Another minor holdup, he said, has been an the working out of an agreement between Wal-Mart and the entity that will own the property.

Once those details are settled, the entire complex will be demolished to make way for the new Wal-Mart.

The complex has been vacant since Best Buy, the last major tenant of the shopping center, moved to Southland Center in Taylor about three years ago. Mayor Joseph Kuspa is pleased that the project finally is moving forward.

“I think it’s very exciting for the community,” he said. “It shows the rebirth of that corner and will invite a lot of Downriverites into Southgate.”

Kuspa said officials are looking at other ways to attract additional business to the city as result of the new store and have discussed some ideas with the city’s Small Business Advisory Council.

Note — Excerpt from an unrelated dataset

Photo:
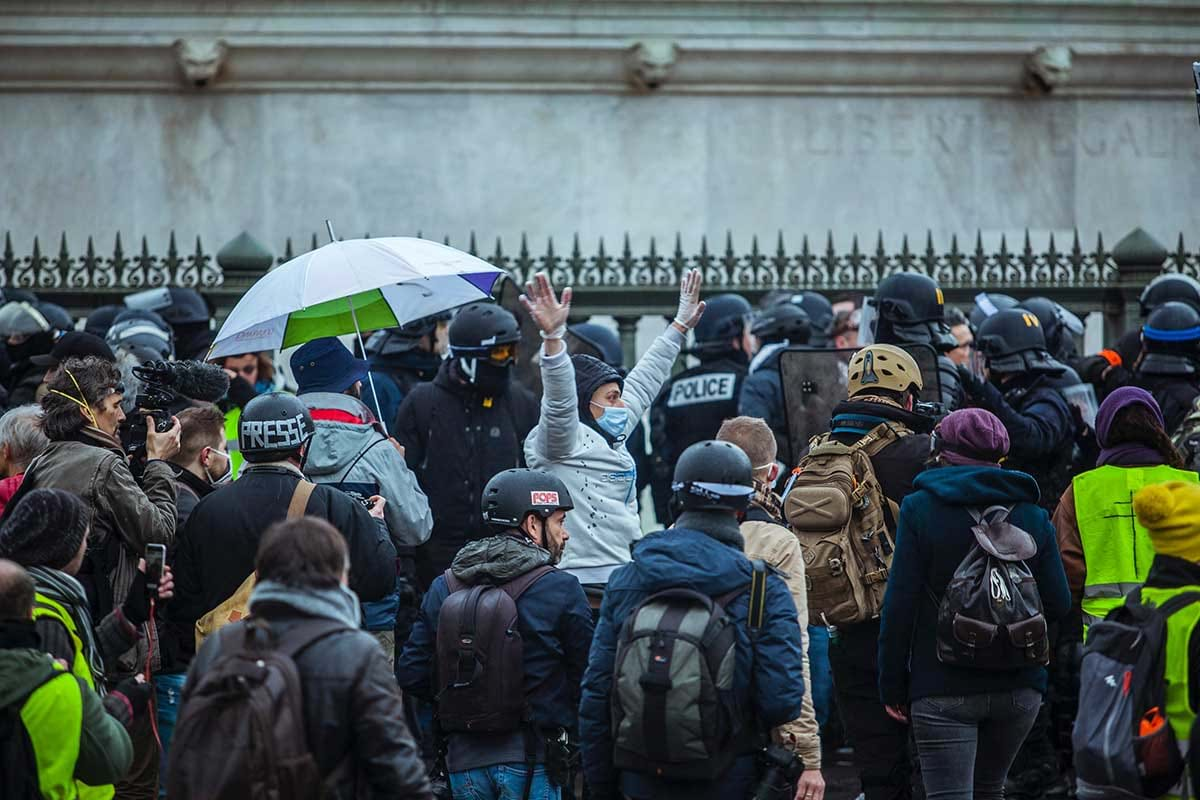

“We’re trying to be proactive in that regard and capitalize on traffic flow,” he said.

The new store in some ways is a reversal of how developers have worked with officials in the recent past, Kuspa said, adding there has been “some misconception” over whether the city gave tax incentives to Wal-Mart.

“Absolutely not,” he said. “There has been no kind of abatement or any of the other incentives communities might have to do in the past.”

In fact, Kuspa said, company officials have agreed to create an aesthetically pleasing, precast fence around the complex to separate it from city property to replace the decaying structure currently in place. They have agreed to fix it at their expense and also bear the cost of installing a traffic light near the entrance along Dix-Toledo between Eureka and Reaume Parkway. A monument-style sign, which the mayor said also will be aesthetically pleasing, will mark the entrance.

“I think they see Southgate as the demographic that they’re looking for,” Kuspa said of Wal-Mart officials. “They really wanted to be here.

“I think they saw once they saw success of Sam’s Club (15700 North Line Road), that probably adding to some of their assurances, too.”

Wal-Mart’s arrival in town has been a long time coming, Kuspa said. Company officials first approached the city 20 years ago about using the site, but said at the time they needed property of the city’s Department of Public Services and police station to build the kind of store they wanted. In the meantime, smaller inventories have enabled the company to scale back its store designs.

Kuspa said city officials still are pursuing other large retailers, but that many are pausing and waiting for things to stabilize economically in southeast Michigan before making any commitments.